The Promised Land
Everyone knows the story of Moses parting the Red Sea and receiving the Ten Commandments, but Moses’ greatest moment came at the end of his life, standing at the gateway to the Promised Land. Here was the culmination of his life’s work. But God cancelled Moses’ grand entrance and big parade on the grounds that he was a hothead. His bones lie buried just short of the finish line.
I would have had a few choice words for God about this. But rather than shaking his fist at heaven, Moses gushed praise like water from a rock. I am stunned. If Moses can be full of praise in the face of such a divine insult, maybe I too can find a way to make peace with a God who keeps ruining my happy endings.
Moses’ response may be found in Deuteronomy 4:32-40 and summarized in three words: revelation, recognition and response.
Revelation (4:32-38). “God has revealed himself to us!” says Moses. He is visible in history. We heard his voice at Sinai. Most of all, we have seen God in the fire: the burning bush, the pillar by day, and the blaze of Sinai.
French mathematician and philosopher Blaise Pascal carried around a note sewn inside his coat that was discovered when he died. It read: “The year of grace 1654. Monday, 23 November. From about half past ten in the evening to half past midnight: FIRE. God of Abraham. God of Isaac. God of Jacob, not of philosophers and scholars. Certainty, certainty, heartfelt, joy, peace.”
Pascal wrote brilliantly about questions of human existence but the foundation of his faith was worn in secret inside his coat. There are no words for the fire.
Recognition (4:39). Here I have a complaint: God’s fire is a match that will not strike. Revelation is ambiguous. Creation is a question mark. Yet somehow, for Moses, creation was an exclamation point, declaring the glory of God.
Driving down the road, my kids will sometimes spot a deer. “See it?” they ask excitedly. “Where? Where?” I ask. “Up there! Above that big rock!” I still do not see, but I keep looking. Finally, I spot it. Fire!
I want to see the deer but when it comes to God, I am not so sure. Fire burns.
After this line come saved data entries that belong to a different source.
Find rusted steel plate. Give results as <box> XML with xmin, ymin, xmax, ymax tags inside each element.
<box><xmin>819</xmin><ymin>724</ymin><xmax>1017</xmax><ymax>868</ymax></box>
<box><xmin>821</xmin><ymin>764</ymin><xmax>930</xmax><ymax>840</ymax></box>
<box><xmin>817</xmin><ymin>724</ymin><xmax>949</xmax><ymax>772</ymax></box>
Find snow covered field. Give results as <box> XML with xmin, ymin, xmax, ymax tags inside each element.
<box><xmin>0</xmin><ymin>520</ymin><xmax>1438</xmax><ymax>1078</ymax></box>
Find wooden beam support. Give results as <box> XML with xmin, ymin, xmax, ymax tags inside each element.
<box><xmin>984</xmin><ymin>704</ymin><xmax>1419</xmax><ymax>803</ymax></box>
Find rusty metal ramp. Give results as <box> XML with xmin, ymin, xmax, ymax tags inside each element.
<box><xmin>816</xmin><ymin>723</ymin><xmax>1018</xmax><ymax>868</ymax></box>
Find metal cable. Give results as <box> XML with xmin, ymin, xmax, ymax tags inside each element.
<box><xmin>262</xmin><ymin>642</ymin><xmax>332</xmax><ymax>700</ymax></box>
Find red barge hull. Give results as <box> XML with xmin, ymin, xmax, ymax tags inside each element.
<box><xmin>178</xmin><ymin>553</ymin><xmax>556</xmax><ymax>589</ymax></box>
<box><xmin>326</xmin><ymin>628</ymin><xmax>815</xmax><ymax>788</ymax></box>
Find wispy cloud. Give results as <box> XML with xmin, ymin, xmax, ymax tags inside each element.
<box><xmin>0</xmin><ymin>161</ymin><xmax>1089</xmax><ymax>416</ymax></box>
Safer not to look and complain that God is playing “Where’s Waldo?” with me.
Response (4:40). Moses tells the people to obey God and be blessed. Whence this wild theory? Did not Moses’ failure to enter the Promised Land prove it false? And if Moses cannot enter the Promised Land because he is too sinful, what hope is there for anyone?
Here lies the secret of Moses’ contentment and the way to escape a lifetime of miserable whining. In his failure to enter the Promised Land, Moses joined his ancestors, who also died in faith, without receiving the promise. Like Abraham, Moses confessed that he was a stranger and exile on earth, looking for a city with foundations, whose architect and builder is God (Hebrews 11).
God-lovers have always come to realize that the promised land is not the conclusion of their story, but the beginning of God’s new one, what Jesus called the Kingdom of God. This Kingdom is not of this world but it is most definitely in it.
I suspect that the reason Moses was not upset about not entering the Promised Land is that he already had.